Hm..I thought he looked downhill. Maybe thats why his gait isn't as smooth as our other horse? I got on Rowdy just for a few minutes bareback and I could feel the difference.
We're working on getting some more muscle on him. I don't think he was worked much with his previous owner, so I'm trying to muscle him up! The nearby trails have some hills I'm hoping will help  
I'm not so good at the critique thing so I always look at everyone elses horses in the critique section to get an idea haha Thanks


----------



## kickshaw (May 7, 2008)

definitely not roach backed. 

His tail is set on a little high, his hip is a little small, and his feet need some attention. I love the shape and size of his head, though. Also love his color!


----------



## amigo82 (Aug 23, 2008)

kickshaw said:


> definitely not roach backed.
> 
> His tail is set on a little high, his hip is a little small, and his feet need some attention. I love the shape and size of his head, though. Also love his color!
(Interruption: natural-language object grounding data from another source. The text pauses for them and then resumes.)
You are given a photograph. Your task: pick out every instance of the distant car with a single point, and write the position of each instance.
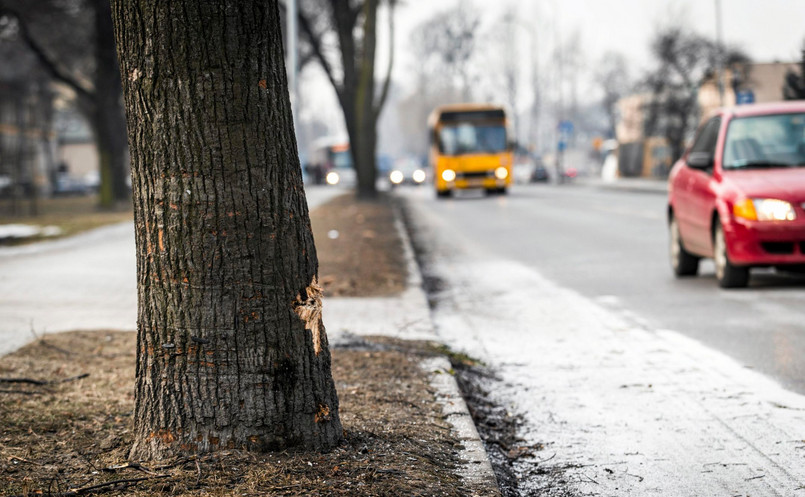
(738, 194)
(540, 173)
(407, 171)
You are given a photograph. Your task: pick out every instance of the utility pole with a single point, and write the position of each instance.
(720, 57)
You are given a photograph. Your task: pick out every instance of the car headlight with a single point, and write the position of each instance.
(764, 209)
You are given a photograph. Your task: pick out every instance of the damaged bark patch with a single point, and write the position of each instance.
(308, 308)
(323, 414)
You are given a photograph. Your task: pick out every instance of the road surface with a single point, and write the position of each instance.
(635, 383)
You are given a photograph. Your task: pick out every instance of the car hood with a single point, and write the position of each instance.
(782, 183)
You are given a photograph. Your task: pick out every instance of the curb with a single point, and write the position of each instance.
(477, 469)
(635, 186)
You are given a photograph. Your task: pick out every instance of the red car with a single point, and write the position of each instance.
(738, 194)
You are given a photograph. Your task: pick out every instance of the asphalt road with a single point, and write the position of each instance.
(611, 246)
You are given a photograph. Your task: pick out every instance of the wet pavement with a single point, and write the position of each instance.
(617, 406)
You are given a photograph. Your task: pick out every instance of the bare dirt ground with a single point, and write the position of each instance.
(360, 253)
(66, 404)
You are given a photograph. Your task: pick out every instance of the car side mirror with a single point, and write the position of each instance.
(700, 160)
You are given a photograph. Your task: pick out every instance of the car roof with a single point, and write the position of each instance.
(765, 109)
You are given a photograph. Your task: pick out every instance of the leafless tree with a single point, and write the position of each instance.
(74, 43)
(612, 75)
(684, 60)
(26, 108)
(445, 46)
(342, 35)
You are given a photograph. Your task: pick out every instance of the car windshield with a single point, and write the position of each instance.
(342, 159)
(472, 139)
(765, 142)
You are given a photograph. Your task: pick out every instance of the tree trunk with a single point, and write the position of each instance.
(366, 124)
(231, 348)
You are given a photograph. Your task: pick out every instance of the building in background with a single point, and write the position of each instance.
(745, 84)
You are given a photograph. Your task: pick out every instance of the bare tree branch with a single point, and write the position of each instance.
(48, 63)
(316, 44)
(387, 83)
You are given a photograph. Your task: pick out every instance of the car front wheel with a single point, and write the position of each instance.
(728, 275)
(683, 262)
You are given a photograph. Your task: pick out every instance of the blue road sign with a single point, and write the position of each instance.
(745, 97)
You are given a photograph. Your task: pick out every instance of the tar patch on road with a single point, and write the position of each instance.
(521, 469)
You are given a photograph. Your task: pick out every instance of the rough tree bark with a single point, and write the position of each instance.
(231, 348)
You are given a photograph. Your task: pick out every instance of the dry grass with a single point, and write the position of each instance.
(72, 215)
(366, 258)
(64, 436)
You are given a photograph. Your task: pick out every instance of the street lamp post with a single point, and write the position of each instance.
(720, 53)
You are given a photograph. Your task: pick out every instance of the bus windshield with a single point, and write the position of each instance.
(472, 139)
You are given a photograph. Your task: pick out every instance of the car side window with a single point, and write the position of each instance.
(707, 138)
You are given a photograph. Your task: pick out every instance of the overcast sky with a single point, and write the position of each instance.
(768, 30)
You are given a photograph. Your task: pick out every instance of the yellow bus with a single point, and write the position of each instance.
(469, 148)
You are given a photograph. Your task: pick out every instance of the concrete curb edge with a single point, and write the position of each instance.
(477, 469)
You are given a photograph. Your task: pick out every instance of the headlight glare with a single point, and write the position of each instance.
(745, 209)
(773, 210)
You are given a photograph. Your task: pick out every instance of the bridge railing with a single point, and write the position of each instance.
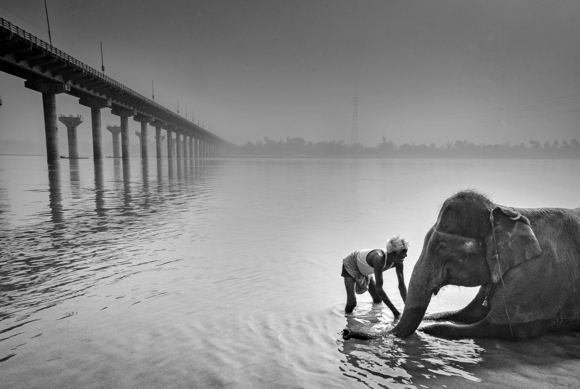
(39, 43)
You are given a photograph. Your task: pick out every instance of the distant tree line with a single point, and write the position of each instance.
(298, 147)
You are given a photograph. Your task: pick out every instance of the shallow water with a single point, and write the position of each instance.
(226, 273)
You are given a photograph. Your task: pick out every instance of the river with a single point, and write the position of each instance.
(226, 273)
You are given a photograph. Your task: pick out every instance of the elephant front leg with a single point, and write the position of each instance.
(474, 312)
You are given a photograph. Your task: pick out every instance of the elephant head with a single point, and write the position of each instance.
(473, 242)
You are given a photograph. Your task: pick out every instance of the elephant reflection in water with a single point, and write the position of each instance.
(527, 262)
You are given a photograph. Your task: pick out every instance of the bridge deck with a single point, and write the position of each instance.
(26, 56)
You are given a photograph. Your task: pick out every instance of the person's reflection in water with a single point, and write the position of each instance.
(418, 360)
(55, 194)
(75, 178)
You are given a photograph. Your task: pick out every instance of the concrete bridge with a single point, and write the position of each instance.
(49, 71)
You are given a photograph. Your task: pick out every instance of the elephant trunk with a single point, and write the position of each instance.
(418, 298)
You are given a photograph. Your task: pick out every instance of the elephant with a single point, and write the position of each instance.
(525, 260)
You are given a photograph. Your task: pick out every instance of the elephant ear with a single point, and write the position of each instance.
(515, 241)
You should have seen his feet before! We've had the farrier come take a look and he said he has "surface cracks" and will be looking better in a few weeks. I've been giving him supplements and using Hooflex too. And on a random note, we just had him floated, and I guess he was overdue for that. Poor guy! He comes to his new home and gets all kinds of doctor's appointments haha


----------



## amigo82 (Aug 23, 2008)

here's a couple more pics of him
-- a butt shot








-- a side shot








--and a head shot


----------



## Painted Ride (Jun 30, 2008)

he is beautiful! what a sweet face! i just want to kiss that nose


----------



## amigo82 (Aug 23, 2008)

tbenitez said:


> he is beautiful! what a sweet face! i just want to kiss that nose


thanks tbenitez! He does have a very kissable nose :wink:


----------



## shermanismybaby3006 (Oct 10, 2008)

He has an absolute gorgeous head. And i normally dont like blue eyes with anything but a bald face but he looks good. I loves his blue eyes they are so sweet looking


----------



## amigo82 (Aug 23, 2008)

shermanismybaby3006 said:


> He has an absolute gorgeous head. And i normally dont like blue eyes with anything but a bald face but he looks good. I loves his blue eyes they are so sweet looking


thanks I love his eyes too. I had never seen a horse with _two_ blue eyes before I saw him -- usually one brown, one blue. They took me a little while to get used to at first but now they totally fit his personality and make him even cuter :razz:


----------



## jacken around (Oct 14, 2008)

i think he beautifull what a nice gentle eye


----------



## librahorse94 (May 7, 2008)

i'm not good at this but from the first picture i fell in love. very cute


----------



## Delregans Way (Sep 11, 2007)

Aww he is gorgoeus! Nice head on him


----------



## amigo82 (Aug 23, 2008)

thanks you guys


----------



## Delregans Way (Sep 11, 2007)

No worries!

Where did you get him from?


----------



## carriedenaee (Apr 17, 2008)

he is gorgeous, beautiful head...he looks sweet


----------



## amigo82 (Aug 23, 2008)

Delregans Way said:


> No worries!
> 
> Where did you get him from?


I got him from a farm that does trail riding and summer camps in Ordford,NH.




carriedenaee said:


> he is gorgeous, beautiful head...he looks sweet


Wow! Everyone seems to like his head  Guess I have a handsome horse hehehe Thanks~


----------